OGH 10ObS58/95

OGH10ObS58/9528.3.1995

Der Oberste Gerichtshof hat als Revisionsgericht in Arbeits- und Sozialrechtssachen durch den Senatspräsidenten des Obersten Gerichtshofes Dr.Kropfitsch als Vorsitzenden, die Hofräte des Obersten Gerichtshofes Mag.Engelmaier und Dr.Bauer als weitere Richter und die fachkundigen Laienrichter Dr.Michael Manhard (aus dem Kreis der Arbeitgeber) und Mag.Ernst Löwe (aus dem Kreis der Arbeitnehmer) in der Sozialrechtssache der klagenden Partei Alois S*****, ohne Beschäftigung, nunmehr ***** vertreten durch Dr.Gerhard Krammer, Rechtsanwalt in Horn, wider die beklagte Partei Pensionsversicherungsanstalt der Arbeiter, 1092 Wien, Roßauer Lände 3, wegen Weitergewährung der Invaliditätspension infolge Revision der klagenden Partei gegen das Urteil des Oberlandesgerichtes Wien als Berufungsgerichtes in Arbeits- und Sozialrechtssachen vom 13.Dezember 1994, GZ 34 Rs 103/94-68, womit infolge Berufung der klagenden Partei das Urteil des Landesgerichtes Krems an der Donau als Arbeits- und Sozialgerichtes vom 10.März 1994, GZ 8 Cgs 12/93t-63, bestätigt wurde, in nichtöffentlicher Sitzung zu Recht erkannt:

 

Spruch:

Der Revision wird nicht Folge gegeben.

Der Kläger hat die Kosten seines Rechtsmittels selbst zu tragen.

Text

Entscheidungsgründe:

Das Erstgericht wies das Begehren des Klägers auf Weitergewährung der ihm befristet zuerkannten Invaliditätspension ab 1.1.1991 ab.

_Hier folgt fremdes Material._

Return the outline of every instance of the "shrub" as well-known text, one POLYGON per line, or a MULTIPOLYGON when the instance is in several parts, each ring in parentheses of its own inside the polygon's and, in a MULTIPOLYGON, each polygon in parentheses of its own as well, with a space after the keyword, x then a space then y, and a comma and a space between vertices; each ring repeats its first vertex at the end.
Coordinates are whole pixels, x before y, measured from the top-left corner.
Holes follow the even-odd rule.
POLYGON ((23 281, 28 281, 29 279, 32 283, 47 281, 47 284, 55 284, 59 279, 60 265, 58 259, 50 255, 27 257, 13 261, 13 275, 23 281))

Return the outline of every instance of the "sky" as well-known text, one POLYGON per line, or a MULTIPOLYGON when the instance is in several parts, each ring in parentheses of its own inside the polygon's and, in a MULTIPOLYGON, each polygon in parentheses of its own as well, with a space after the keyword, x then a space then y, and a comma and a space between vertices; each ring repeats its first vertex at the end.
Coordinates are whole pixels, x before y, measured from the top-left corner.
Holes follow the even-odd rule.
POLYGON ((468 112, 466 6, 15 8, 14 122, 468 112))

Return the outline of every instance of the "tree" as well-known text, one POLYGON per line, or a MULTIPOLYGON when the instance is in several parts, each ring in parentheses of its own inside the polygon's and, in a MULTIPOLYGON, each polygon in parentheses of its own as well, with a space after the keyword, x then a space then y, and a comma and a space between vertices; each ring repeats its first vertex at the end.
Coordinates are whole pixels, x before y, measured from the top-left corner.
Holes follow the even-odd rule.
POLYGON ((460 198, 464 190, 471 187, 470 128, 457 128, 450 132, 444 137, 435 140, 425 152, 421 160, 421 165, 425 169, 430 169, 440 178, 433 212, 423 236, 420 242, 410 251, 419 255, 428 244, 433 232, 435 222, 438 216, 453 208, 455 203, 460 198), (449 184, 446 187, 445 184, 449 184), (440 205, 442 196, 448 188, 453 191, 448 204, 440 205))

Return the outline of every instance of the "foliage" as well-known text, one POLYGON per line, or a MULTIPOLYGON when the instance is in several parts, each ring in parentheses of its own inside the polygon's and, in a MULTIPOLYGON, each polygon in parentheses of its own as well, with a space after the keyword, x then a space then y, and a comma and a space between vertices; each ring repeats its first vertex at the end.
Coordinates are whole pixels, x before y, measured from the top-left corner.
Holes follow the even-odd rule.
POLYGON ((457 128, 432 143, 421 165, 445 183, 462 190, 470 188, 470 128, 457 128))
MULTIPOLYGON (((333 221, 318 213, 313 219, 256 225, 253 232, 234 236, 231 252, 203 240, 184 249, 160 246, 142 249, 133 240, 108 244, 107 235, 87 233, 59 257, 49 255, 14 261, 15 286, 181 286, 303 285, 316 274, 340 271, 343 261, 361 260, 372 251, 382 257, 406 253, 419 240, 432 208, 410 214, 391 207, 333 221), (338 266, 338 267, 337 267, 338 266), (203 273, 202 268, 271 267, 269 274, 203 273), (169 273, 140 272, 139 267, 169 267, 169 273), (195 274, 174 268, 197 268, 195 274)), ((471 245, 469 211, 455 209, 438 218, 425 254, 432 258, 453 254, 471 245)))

Der Kläger habe in den letzten 15 Jahren vor dem 1.4.1990 (Stichtag) nicht überwiegend eine angelernte Tätigkeit ausgeübt. Dabei komme es auf die überwiegenden 86 Beitragsmonate an, die er während seiner Arbeit bei der StraßenbaustoffeGmbH erworben habe. Auch bei einem angelernten Beruf bleibe der Berufsschutz nur dann erhalten, wenn sich die ausgeübte Tätigkeit in ihrer Gesamtheit noch als Ausübung des angelernten Berufes darstelle. Dies sei jedoch beim Kläger nicht der Fall gewesen, weil sich seine Tätigkeit während dieser Beitragsmonate in ihrer Gesamtheit als die eines (nicht angelernten) Kraftfahrers darstellte. Die Frage der Invalidität sei somit nach § 255 Abs 3 ASVG zu beurteilen und wegen der umfassenden Verweisungsmöglichkeiten zu verneinen.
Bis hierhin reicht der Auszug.